Hello everyone, I was wondering how to solve a small linear system Ax = b inside a CUDA kernel function, where A, x and b are MMatrix and MVector. I want to do this with x = A\b, but it does not work inside a kernel, is there a solution to this problem?
If you use static arrays it won’t be an issue. This is done in DiffEqGPU.jl
Hi Chris, unfortunately I haven’t been able to solve this problem yet. I hope this code snippet illustrates the problem:
using CUDA, StaticArrays
const N = 20
function test()
    i = (blockIdx().x-1)* blockDim().x + threadIdx().x
    # each thread has unique A and b
    a = @MMatrix rand(Float64, N, N)
    b = @MVector rand(Float64, N)
    c = MVector{N, Float64}(undef)
    # This works
    c = a * b
    # But this does not
    c = a \ b
    return
end
@cuda threads=10 test()
Also, is it possible to do batched small linear systems solving with CUBLAS or CUSOLVER?

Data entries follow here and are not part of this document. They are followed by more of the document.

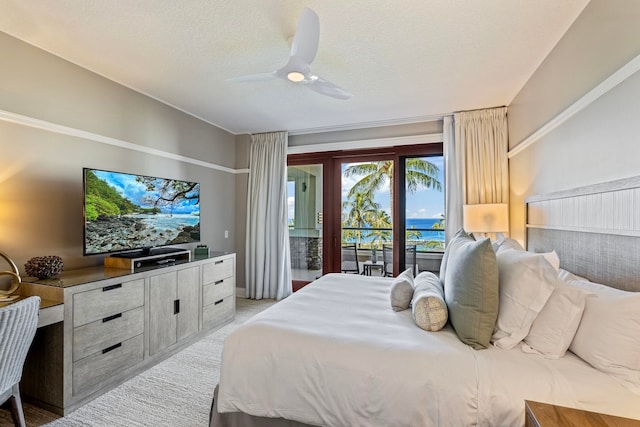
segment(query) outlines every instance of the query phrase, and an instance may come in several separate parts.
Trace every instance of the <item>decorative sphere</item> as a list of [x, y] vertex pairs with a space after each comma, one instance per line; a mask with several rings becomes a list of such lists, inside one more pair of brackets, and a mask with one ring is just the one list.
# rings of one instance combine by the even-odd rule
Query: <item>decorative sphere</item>
[[24, 265], [24, 271], [27, 276], [49, 279], [60, 273], [62, 267], [64, 267], [62, 258], [57, 255], [37, 256], [27, 261]]

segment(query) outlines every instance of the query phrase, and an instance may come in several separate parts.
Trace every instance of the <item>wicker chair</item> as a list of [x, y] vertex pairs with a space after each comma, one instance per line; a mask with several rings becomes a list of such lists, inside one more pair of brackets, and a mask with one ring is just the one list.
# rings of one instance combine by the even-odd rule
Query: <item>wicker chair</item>
[[40, 297], [29, 297], [0, 308], [0, 403], [11, 401], [17, 426], [25, 426], [20, 388], [22, 367], [38, 326]]

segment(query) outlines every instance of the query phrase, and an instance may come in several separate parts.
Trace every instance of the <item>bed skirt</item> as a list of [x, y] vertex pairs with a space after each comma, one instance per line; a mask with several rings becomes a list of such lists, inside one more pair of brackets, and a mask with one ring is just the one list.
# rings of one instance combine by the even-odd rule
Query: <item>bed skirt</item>
[[310, 424], [298, 421], [285, 420], [284, 418], [266, 418], [245, 414], [244, 412], [219, 413], [218, 385], [213, 390], [213, 401], [209, 414], [209, 427], [313, 427]]

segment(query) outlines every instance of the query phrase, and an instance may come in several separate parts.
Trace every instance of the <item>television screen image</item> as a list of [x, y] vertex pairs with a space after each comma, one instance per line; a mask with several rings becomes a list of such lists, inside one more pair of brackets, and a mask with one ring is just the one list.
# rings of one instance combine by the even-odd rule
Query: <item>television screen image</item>
[[200, 184], [84, 168], [84, 254], [200, 241]]

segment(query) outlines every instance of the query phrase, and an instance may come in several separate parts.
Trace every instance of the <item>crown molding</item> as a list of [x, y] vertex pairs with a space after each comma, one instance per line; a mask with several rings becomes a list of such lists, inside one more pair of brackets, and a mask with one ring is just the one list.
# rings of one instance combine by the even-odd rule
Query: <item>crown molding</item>
[[361, 139], [356, 141], [294, 145], [287, 148], [287, 154], [306, 154], [325, 151], [358, 150], [362, 148], [384, 148], [400, 145], [432, 144], [442, 142], [442, 137], [442, 133], [430, 133], [394, 138]]
[[215, 169], [221, 172], [227, 172], [231, 174], [248, 173], [247, 169], [232, 169], [232, 168], [218, 165], [215, 163], [205, 162], [202, 160], [194, 159], [192, 157], [182, 156], [180, 154], [158, 150], [156, 148], [145, 147], [142, 145], [134, 144], [132, 142], [111, 138], [109, 136], [99, 135], [93, 132], [87, 132], [81, 129], [60, 125], [60, 124], [49, 122], [46, 120], [36, 119], [34, 117], [25, 116], [22, 114], [12, 113], [10, 111], [0, 110], [0, 120], [3, 120], [5, 122], [10, 122], [10, 123], [16, 123], [22, 126], [27, 126], [35, 129], [41, 129], [48, 132], [73, 136], [76, 138], [86, 139], [94, 142], [99, 142], [101, 144], [108, 144], [115, 147], [126, 148], [128, 150], [139, 151], [141, 153], [146, 153], [146, 154], [150, 154], [158, 157], [164, 157], [166, 159], [177, 160], [185, 163], [191, 163], [193, 165], [202, 166], [209, 169]]
[[571, 117], [587, 108], [595, 100], [609, 92], [614, 87], [618, 86], [620, 83], [622, 83], [638, 71], [640, 71], [640, 55], [627, 62], [620, 69], [618, 69], [618, 71], [610, 75], [599, 85], [587, 92], [584, 96], [582, 96], [582, 98], [578, 99], [560, 114], [540, 127], [537, 131], [529, 135], [527, 138], [523, 139], [522, 142], [520, 142], [512, 150], [509, 151], [509, 158], [517, 156], [518, 154], [526, 150], [529, 146], [541, 140], [545, 135], [549, 134], [560, 125], [564, 124]]
[[437, 120], [442, 120], [444, 116], [447, 114], [432, 114], [428, 116], [416, 116], [416, 117], [403, 117], [399, 119], [389, 119], [389, 120], [380, 120], [380, 121], [372, 121], [372, 122], [360, 122], [360, 123], [350, 123], [346, 125], [335, 125], [335, 126], [322, 126], [317, 128], [307, 128], [307, 129], [296, 129], [290, 130], [289, 135], [308, 135], [312, 133], [325, 133], [325, 132], [340, 132], [340, 131], [348, 131], [348, 130], [357, 130], [357, 129], [368, 129], [368, 128], [376, 128], [376, 127], [384, 127], [384, 126], [398, 126], [398, 125], [410, 125], [414, 123], [422, 123], [422, 122], [434, 122]]

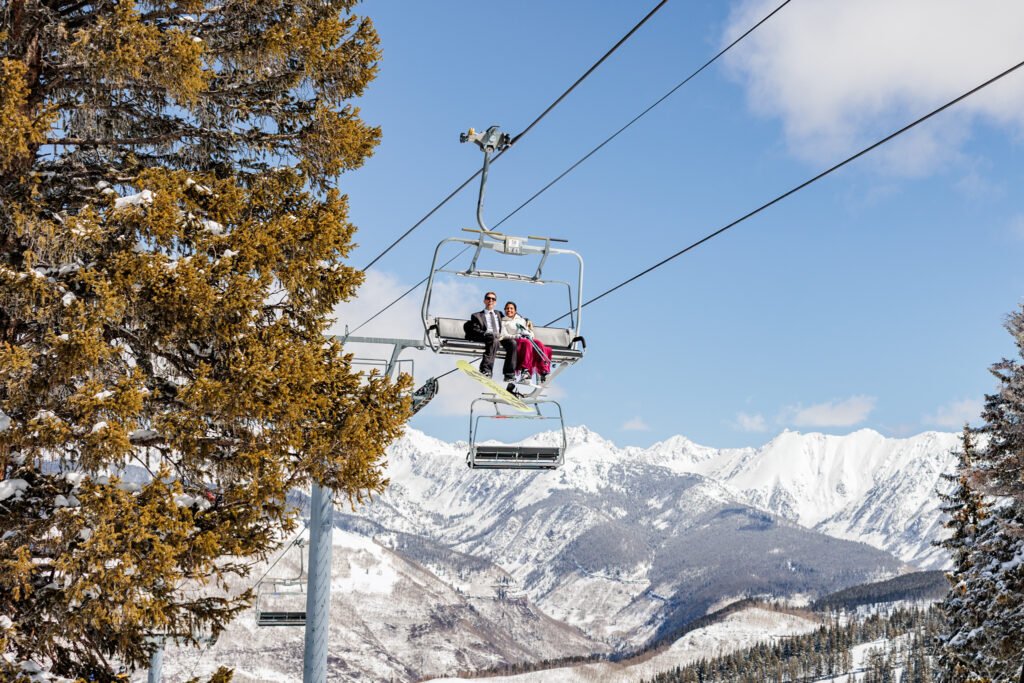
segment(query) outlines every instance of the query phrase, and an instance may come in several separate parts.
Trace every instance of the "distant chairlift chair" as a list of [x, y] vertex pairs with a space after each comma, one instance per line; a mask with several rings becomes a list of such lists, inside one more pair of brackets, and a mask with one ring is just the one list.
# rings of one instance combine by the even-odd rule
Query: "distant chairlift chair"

You want to use a SMatrix and Svector not a MMatrix, Mvector I assume.
In my case, A and b will be constructed inside the kernel, so they have to be mutable. Moreover, use SMatrix and SVector  does not help in the snippet above.
That’s very unlikely to work. You cannot dynamically allocate memory inside a GPU kernel (see also this recent post: Modifying a thread-local vector within CUDA Dynamic Parallelism - #2 by vchuravy).
What should work though is to allocate all CuArrays outside the kernel, then inside the kernel convert the relevant views into your arrays into SMatrix/SVectors and do the solve on StaticArrays only. (I don’t have access to a GPU atm to check)
Allocate memory with MMatrix and MVector works fine, I think the problem is the \ operation has some allocations, I’ve tried to implement the Gauss elimination method to solve linear equations, it works well on GPU, but I’m worried about its performance.
Hi, can you try for some N < 14? IIUC, there were some allocations here: StaticArrays.jl/src/solve.jl at master · JuliaArrays/StaticArrays.jl · GitHub
We can probably try to get that dispatch setup in LinearSolve.jl but not sure as the previous approach may be done for performance reasons.
Yes, you are right! For N \leq 14 it works well. But in my case, the typical size is N=[20,200]. I think with my implementation of Gauss elimination will be faster than A\b if N \leq 14.